When Charles Stevenson questioned “How Secure Is Your Social Security?” in the October, 1967, Reader’s Digest, he might have anticipated official response. Wilbur J. Cohen, Under Secretary of Health, Education, and Welfare, promptly obliged in the Congressional Record of September 27, 1967.
What Mr. Stevenson could scarcely have predicted is that Washington’s answer would substantiate the view that “social security insurance is in trouble.” Not that Mr. Cohen said so directly, but what he said leads to that sad conclusion.
In co-sponsoring the Social Security Amendments of 1967 in the House, Congressman John W. Byrnes had testified:
I personally do not feel that the burdens imposed by this bill are greater than the taxpayers will be willing to pay. After all, today’s taxpayer is tomorrow’s beneficiary.
Apparently, the 24 (out of 25) members of the House Ways and Means Committee who signed the report on H.R. 12080 felt the same way. And so did other congressmen, as indicated by the overwhelming 415-3 House approval of the bill. All of this, implies Mr. Cohen, attests to the “actuarial soundness” of the social security program. The political pulse has been measured by experts and a taxpayer revolt is not anticipated. So, social security is as sound as the dollar, if that’s any consolation to anyone over 30 who has seen the dollar lose 60 per cent of its purchasing power within his lifetime.
To the complaint that the social security program puts a squeeze on the young, Mr. Cohen replies that it is not so: “Young workers as a group will get social security protection worth 20 to 25 per cent more than they will pay in social security contributions.”
What Mr. Cohen fails to mention is that the “20 to 25 per cent more” is a possibility only because he has not counted the matching half of the social security “contributions” employers are compelled to pay. Even so, with just his own half of the tax, a young worker could have bought a government bond that yields a 331/3 per cent return in about seven years, or put his money in a savings account at 41/4 per cent, where it would double in dollars every 161/2 years. The harsh fact is that a young worker can hope to get back from social security about 40 per cent fewer actual dollars than he and his employer paid into it on his account. His tax dollars are spent as received and earn no interest for him at all.

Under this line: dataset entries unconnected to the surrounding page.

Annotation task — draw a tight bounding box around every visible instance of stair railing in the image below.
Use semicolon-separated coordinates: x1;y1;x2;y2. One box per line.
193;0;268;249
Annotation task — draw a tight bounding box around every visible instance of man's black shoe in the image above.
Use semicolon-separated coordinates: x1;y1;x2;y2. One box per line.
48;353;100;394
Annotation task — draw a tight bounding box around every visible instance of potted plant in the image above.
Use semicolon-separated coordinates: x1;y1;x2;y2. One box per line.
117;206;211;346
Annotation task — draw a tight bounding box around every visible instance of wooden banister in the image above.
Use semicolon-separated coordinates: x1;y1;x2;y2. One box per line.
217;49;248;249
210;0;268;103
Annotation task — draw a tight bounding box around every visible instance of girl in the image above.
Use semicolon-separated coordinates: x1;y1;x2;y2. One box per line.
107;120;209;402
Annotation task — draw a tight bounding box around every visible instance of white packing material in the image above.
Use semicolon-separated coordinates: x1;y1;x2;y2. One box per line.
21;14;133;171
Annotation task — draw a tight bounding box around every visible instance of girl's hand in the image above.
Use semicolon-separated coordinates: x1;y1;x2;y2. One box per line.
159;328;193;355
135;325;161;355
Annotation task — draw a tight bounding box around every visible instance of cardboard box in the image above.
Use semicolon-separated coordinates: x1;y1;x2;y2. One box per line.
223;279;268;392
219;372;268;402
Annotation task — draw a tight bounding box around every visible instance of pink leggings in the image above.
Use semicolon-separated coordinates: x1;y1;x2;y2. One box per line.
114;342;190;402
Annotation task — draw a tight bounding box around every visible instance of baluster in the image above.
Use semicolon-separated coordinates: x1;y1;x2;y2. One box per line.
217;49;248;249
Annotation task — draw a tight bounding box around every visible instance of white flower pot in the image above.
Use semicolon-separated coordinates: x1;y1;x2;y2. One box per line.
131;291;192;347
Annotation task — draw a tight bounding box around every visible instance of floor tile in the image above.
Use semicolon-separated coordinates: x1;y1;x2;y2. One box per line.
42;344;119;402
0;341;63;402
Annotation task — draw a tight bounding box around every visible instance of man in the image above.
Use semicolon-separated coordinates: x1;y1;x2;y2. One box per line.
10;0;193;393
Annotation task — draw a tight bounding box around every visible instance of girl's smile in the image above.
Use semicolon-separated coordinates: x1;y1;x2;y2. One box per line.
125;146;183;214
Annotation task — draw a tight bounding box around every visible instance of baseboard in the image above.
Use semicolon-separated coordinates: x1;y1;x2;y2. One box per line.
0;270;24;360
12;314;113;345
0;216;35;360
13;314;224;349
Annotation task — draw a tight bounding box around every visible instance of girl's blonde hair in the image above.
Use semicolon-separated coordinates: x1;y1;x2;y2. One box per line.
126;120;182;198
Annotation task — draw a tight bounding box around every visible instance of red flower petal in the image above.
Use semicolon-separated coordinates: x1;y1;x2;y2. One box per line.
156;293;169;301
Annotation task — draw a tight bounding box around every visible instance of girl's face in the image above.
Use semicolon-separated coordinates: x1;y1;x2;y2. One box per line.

When Mr. Cohen says, “Young workers could not buy comparable insurance protection from private insurance companies.,” the reason ought to be plain: It’s against the law to operate a private insurance company that way. Not that the chain-letter fraud of paying off early entries from the contributions of latter-day-suckers hasn’t been tried by Ponzi and numerous other schemers. But, so far as is known, every so-called insurance company that has tried to operate without reserves — levying against remaining policyholders to pay off each current claim — eventually has reached the point of no return and has failed. That the social security program has survived for 30 years in the United States may be explained by the fact that new entrants are continuously drafted, with no dropouts allowed. Each taxpayer is drafted into the program for the duration of his productive and taxable lifetime.
Mr. Cohen is quite right, of course, when he says that a compulsory social security program of this type, with prior claim to everyone’s future earnings, does not need and should not be expected to build up $350 billion or more of reserves. And he adds, “The 350 billion referred to is the amount that would be needed — if social security were a private, voluntary insurance program — to pay off all obligations on the assumption that there would be no new entrants into the system.”
In other words, the $350 billion referred to is that part of the obligations to those presently covered by social security which will have to be paid by those “joining” later. That makes it reasonably clear why new entrants could not be counted on if they had any choice in the matter. The “soundness” of social security rests upon its compulsory nature. Anyone who endorses compulsion as the best policy, despite Mr. Cohen’s assurances, well might worry about what will happen to him in his old age.